Hice una mueca para sonreírle. Sabía por qué gritaba. Su Alfa le daría por el culo si se enteraba de que había dañado a una hembra.

Probablemente, solía pegarlas y se curaban.

—¡Yo... No puedo! —gemí.

Me miró horrorizado.

—¿Qué quieres decir? Eres una loba; ¡claro que puedes! ¿Qué pasa cuando te transformas? —me preguntó.

Si no me hubiera dolido tanto, me habría reído de él. Negué la cabeza todo lo que pude mientras él me agarraba del pelo.

—No puedo... Transformarme —susurré, sintiendo que empezaba a desvanecerme.

Me soltó el pelo y mi cabeza se desplomó sobre mi pecho.
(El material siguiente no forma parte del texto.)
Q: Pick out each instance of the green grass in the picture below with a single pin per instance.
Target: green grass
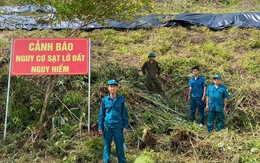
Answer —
(233, 52)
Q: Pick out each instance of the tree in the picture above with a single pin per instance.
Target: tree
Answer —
(87, 11)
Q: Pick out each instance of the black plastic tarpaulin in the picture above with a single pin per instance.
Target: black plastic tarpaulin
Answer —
(12, 20)
(26, 8)
(218, 21)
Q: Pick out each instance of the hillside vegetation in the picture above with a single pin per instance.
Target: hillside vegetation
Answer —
(160, 128)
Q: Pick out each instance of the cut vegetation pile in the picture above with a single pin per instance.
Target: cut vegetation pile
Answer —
(160, 128)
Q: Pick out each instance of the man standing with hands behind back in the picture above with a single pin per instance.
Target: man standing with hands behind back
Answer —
(113, 122)
(197, 91)
(216, 103)
(152, 71)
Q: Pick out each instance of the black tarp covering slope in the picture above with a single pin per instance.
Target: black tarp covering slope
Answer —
(218, 21)
(12, 21)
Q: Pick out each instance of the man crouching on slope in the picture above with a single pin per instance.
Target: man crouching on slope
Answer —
(113, 122)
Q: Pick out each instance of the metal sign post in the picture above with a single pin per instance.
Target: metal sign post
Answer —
(89, 87)
(8, 90)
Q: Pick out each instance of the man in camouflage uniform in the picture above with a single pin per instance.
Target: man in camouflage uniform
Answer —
(152, 71)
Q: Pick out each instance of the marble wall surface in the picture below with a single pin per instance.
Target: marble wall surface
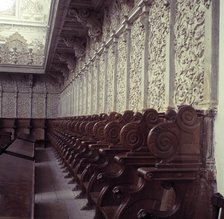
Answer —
(151, 54)
(22, 98)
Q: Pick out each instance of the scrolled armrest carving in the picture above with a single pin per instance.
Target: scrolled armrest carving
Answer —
(112, 132)
(117, 193)
(163, 140)
(98, 130)
(131, 136)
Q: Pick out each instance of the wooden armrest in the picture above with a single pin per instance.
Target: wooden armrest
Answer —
(153, 173)
(112, 151)
(97, 146)
(136, 160)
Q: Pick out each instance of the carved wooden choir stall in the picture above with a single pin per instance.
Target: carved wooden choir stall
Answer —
(149, 165)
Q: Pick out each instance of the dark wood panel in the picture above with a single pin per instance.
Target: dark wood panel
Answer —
(16, 187)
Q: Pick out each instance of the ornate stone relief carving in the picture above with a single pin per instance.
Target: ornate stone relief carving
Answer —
(16, 50)
(189, 47)
(159, 27)
(94, 83)
(137, 46)
(109, 83)
(69, 60)
(89, 19)
(63, 69)
(120, 77)
(77, 44)
(101, 84)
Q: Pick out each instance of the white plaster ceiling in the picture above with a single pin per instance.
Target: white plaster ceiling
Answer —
(24, 31)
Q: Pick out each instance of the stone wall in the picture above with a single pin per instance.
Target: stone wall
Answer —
(154, 53)
(22, 98)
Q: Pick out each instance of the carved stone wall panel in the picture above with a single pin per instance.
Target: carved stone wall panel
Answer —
(24, 105)
(122, 58)
(159, 18)
(85, 94)
(109, 83)
(101, 84)
(89, 94)
(94, 88)
(137, 47)
(9, 105)
(189, 49)
(38, 105)
(52, 105)
(113, 17)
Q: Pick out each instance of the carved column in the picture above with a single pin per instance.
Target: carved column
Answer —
(16, 105)
(45, 109)
(97, 82)
(170, 58)
(91, 76)
(115, 53)
(145, 26)
(128, 63)
(211, 53)
(31, 101)
(105, 76)
(1, 95)
(86, 87)
(73, 96)
(82, 93)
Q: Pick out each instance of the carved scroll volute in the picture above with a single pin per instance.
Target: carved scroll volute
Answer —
(163, 140)
(89, 128)
(98, 130)
(137, 117)
(132, 137)
(114, 116)
(112, 132)
(103, 116)
(82, 127)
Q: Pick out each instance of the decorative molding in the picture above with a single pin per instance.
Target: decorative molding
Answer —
(190, 48)
(77, 44)
(69, 60)
(88, 18)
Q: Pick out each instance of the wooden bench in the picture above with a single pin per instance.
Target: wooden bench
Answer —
(218, 203)
(17, 171)
(176, 170)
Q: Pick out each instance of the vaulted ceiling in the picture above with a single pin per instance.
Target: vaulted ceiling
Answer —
(70, 25)
(76, 22)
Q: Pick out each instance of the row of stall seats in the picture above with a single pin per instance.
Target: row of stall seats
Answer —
(137, 165)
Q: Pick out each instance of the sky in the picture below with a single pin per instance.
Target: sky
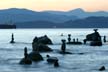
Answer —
(60, 5)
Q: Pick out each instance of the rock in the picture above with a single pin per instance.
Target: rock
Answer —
(41, 48)
(42, 40)
(35, 56)
(51, 59)
(56, 64)
(102, 68)
(95, 38)
(75, 43)
(26, 59)
(65, 52)
(12, 39)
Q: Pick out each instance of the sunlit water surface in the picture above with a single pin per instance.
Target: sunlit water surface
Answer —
(92, 59)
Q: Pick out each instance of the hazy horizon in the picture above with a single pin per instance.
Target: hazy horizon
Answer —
(56, 5)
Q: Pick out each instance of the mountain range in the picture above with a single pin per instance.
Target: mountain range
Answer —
(77, 18)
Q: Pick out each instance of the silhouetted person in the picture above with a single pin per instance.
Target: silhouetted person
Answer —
(63, 47)
(102, 68)
(84, 41)
(12, 39)
(26, 59)
(51, 59)
(74, 40)
(35, 39)
(69, 38)
(56, 64)
(97, 36)
(104, 39)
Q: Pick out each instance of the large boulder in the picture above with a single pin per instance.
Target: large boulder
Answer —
(26, 61)
(35, 56)
(42, 40)
(41, 48)
(95, 38)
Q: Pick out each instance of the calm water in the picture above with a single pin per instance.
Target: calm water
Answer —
(92, 59)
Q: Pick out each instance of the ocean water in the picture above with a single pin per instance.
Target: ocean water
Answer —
(93, 58)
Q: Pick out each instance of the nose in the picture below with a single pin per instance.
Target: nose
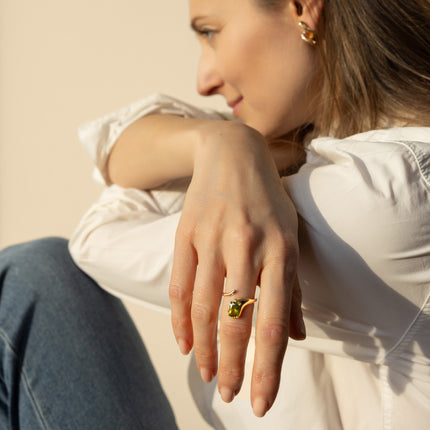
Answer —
(209, 79)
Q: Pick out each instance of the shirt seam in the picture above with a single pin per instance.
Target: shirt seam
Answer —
(415, 324)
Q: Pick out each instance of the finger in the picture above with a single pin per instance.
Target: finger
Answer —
(297, 324)
(181, 291)
(204, 313)
(272, 331)
(235, 332)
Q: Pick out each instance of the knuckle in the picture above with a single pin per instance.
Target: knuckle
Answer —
(203, 315)
(204, 354)
(275, 332)
(266, 377)
(180, 325)
(244, 235)
(177, 293)
(232, 374)
(239, 332)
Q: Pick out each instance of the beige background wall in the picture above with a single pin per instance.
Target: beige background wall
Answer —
(63, 63)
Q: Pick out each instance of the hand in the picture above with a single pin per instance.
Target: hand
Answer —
(238, 225)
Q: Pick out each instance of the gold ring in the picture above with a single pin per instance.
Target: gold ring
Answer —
(230, 293)
(236, 307)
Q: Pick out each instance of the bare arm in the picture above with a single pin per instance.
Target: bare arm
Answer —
(158, 148)
(239, 225)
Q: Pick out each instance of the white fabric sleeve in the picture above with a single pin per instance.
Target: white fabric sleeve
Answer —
(364, 265)
(125, 241)
(99, 136)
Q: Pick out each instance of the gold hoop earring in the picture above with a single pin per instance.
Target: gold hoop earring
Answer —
(308, 35)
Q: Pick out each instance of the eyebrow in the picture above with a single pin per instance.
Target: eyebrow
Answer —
(194, 25)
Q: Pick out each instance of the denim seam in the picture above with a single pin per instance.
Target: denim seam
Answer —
(36, 408)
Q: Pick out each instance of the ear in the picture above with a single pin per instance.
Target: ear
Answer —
(308, 11)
—¡Alec! —gruñó—. ¡Dame tu cuchillo!

El guardia llamado Alec, al que no podía ver, sonaba aterrorizado.

—¡No puedes, Beta! El Alfa…

—¡El Alfa no lo sabrá! —gritó nervioso.

—¿Qué es lo que no voy a saber?

La voz me sacó del abismo. Había algo en ella, fuerte y dominante.

—¡Apártate, Nathan! —gruñó el recién llegado.

Sin siquiera intentar abrir los ojos, supe que Beta Nathan se había hecho a un lado. Sentí que se me acercaba una imponente presencia de autoridad.

—¡Maldita sea, Nathan! ¿Qué has hecho? —gruñó.

Sentí que una mano grande me tocaba la cara. El contacto, que debería haberme causado placer, me causó dolor, ya que el zumbido eléctrico que recorría mi cuerpo estimuló los receptores del dolor de las heridas que Nathan me había infligido.

Mi gemido se convirtió en un grito de dolor.

—No es mi culpa, Kane. Es la cachorra de Ridgeway, pero no es normal. ¡No se está curando!

Oí a Kane gruñir. No estaba seguro de si era a mí o a Nathan.

—¡Alec! ¡Suéltala y llévala al médico!

Cuando el guardia me soltó, lo último que oí antes de que la oscuridad se apoderara de mí fue la voz de Alfa Kane.

—¡Nathan! ¡Será mejor que reces a la Diosa de la Luna para que no muera!